December 30, 2002 Posted to the web December 30, 2002
Ouagadougou
Burkina Faso's government has asked the World Health
Organisation (WHO) for help in its fight against meningitis. The request
coincides with the start of the 2002-2003 meningitis season.
The Ministry of Health reported that 123 cases of the
disease, 16 of them fatal, were reported by the country's 53 health districts
from 9 to 15 December. None of the districts had reached "warning stage" (five
cases for 100,000 inhabitants) or epidemic stage (10 cases for 100,000
inhabitants), Minister of Health Alain Yoda said on Friday at a news conference
in the capital, Ouagadougou. "However, there is a regular increase in the number
of suspected cases since November 2002," he added.
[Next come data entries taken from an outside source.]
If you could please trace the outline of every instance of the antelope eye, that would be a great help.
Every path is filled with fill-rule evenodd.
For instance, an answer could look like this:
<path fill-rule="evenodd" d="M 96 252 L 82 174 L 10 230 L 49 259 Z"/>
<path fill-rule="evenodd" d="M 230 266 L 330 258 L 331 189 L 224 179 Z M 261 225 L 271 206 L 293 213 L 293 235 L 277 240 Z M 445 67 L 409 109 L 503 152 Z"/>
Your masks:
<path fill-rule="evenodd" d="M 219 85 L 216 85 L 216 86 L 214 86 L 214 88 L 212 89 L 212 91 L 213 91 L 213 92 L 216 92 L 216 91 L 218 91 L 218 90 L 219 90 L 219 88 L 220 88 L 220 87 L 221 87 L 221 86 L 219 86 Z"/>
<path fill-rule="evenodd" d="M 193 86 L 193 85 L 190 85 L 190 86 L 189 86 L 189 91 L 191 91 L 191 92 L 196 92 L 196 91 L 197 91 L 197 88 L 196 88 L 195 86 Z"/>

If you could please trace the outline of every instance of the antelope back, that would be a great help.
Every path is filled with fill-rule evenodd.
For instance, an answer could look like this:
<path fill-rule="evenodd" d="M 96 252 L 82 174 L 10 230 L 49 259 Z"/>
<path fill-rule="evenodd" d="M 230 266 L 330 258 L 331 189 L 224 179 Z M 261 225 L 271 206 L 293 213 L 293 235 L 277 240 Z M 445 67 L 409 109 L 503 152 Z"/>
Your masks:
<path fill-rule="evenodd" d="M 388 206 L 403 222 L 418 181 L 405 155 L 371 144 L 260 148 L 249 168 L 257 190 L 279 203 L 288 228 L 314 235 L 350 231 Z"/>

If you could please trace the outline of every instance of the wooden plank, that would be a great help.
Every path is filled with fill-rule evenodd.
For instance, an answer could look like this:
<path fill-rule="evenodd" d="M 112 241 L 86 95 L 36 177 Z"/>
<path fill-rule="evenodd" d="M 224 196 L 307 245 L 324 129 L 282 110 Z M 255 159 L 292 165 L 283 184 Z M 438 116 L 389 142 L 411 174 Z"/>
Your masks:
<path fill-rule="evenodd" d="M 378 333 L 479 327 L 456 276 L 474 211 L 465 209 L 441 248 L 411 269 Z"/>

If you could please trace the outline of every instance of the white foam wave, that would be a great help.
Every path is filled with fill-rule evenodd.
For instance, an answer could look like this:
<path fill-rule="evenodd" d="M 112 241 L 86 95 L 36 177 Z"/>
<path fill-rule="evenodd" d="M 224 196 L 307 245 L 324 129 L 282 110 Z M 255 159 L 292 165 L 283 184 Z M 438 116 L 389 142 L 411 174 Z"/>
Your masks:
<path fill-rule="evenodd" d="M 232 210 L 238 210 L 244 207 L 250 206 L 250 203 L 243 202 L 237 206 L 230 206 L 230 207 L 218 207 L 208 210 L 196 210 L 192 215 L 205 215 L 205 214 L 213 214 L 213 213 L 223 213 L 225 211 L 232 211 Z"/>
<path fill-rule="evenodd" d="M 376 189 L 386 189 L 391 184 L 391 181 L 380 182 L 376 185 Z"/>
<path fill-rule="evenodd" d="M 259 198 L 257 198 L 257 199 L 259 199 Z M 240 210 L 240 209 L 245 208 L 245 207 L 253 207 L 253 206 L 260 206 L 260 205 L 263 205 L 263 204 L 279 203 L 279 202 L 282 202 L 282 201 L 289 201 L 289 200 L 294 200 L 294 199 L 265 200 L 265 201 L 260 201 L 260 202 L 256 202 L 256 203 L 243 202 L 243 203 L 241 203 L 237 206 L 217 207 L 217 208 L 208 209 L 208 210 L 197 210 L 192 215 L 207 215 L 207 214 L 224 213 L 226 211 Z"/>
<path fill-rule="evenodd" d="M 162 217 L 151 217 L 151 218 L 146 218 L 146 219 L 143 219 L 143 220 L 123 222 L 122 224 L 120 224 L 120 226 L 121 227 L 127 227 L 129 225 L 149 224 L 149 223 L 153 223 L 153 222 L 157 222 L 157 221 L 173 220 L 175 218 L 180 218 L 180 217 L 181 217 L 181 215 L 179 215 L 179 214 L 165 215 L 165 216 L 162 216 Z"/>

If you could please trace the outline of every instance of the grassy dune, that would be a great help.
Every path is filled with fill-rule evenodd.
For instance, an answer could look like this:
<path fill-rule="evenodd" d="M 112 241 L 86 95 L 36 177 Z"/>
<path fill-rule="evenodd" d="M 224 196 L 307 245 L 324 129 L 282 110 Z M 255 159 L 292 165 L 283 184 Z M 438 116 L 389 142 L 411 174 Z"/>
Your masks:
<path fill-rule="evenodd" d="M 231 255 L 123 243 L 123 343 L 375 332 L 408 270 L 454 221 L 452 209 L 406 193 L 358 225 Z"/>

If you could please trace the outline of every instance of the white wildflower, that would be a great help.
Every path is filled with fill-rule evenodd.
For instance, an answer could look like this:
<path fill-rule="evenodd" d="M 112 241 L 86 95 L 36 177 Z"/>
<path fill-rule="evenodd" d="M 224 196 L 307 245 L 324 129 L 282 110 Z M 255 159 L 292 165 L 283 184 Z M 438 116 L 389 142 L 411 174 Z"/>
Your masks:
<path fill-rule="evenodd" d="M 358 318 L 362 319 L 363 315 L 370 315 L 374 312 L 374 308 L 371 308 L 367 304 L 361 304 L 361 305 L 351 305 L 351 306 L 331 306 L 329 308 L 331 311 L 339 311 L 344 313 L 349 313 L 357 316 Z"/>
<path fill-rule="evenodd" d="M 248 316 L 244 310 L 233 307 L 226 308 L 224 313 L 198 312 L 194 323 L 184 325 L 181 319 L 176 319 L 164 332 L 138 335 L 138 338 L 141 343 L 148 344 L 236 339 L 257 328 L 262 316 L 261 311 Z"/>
The minister said analyses of the first cases revealed the
"persistence" of a new strain, W135, which killed 1,474 persons out of 12,794
infected between February and May 2002.
"Due to the non-availability of the W135 vaccine, the
strategy of an early vaccination campaign has not been carried out in the year
2002," Yoda explained. "There is a risk of a W135 meningitis epidemic in the
year 2003 since populations have not been immunized, while there is no sign that
the other strains will not occur."
The health minister called on WHO to provide Burkina Faso
"as soon as possible" with one million doses of W135. He said 500,000 doses
ordered by the government had not yet arrived.
Until last year the dominant strains of meningitis were
the A and C varieties for which vaccines exist. Only small quantities of
Tetravalent, which cures and prevents the W135 strain, are available on the
market and its high price -US $8 per dose- makes it unaffordable for people in
most African countries.
WHO and its partners - Doctors without borders, UNICEF and
the International Federation of Red Cross and Red Crescent Societies - launched
an urgent appeal in late September for 11 million euros (US $10.8 million) to
contain potential meningitis outbreaks in Africa.
The appeal was made at the end of a meeting in Ouagadougou
at which strategies to fight meningitis and secure cheap vaccines were
discussed.
WHO said at the time that the emergence of the W-135
strain in West Africa earlier this year had given renewed urgency to the search
for a more effective and affordable vaccine. It said five million doses of
Tetravalent were needed immediately and about 50 million over the next five
years but it could only purchase two million doses - at US $2.75 each - for 2003
because of financial limitations. That price was still too expensive for African
countries, according to WHO and its partners, which said negotiations aimed at
having it reduced to $1 per dose were continuing.
Meningitis appears each year in the Sahelian belt (the
countries just south of the Sahara) at the onset of the dry season -
December/January - when the dusty harmattan wind blows southward from the
Sahara. It causes severe brain damage and sometimes death.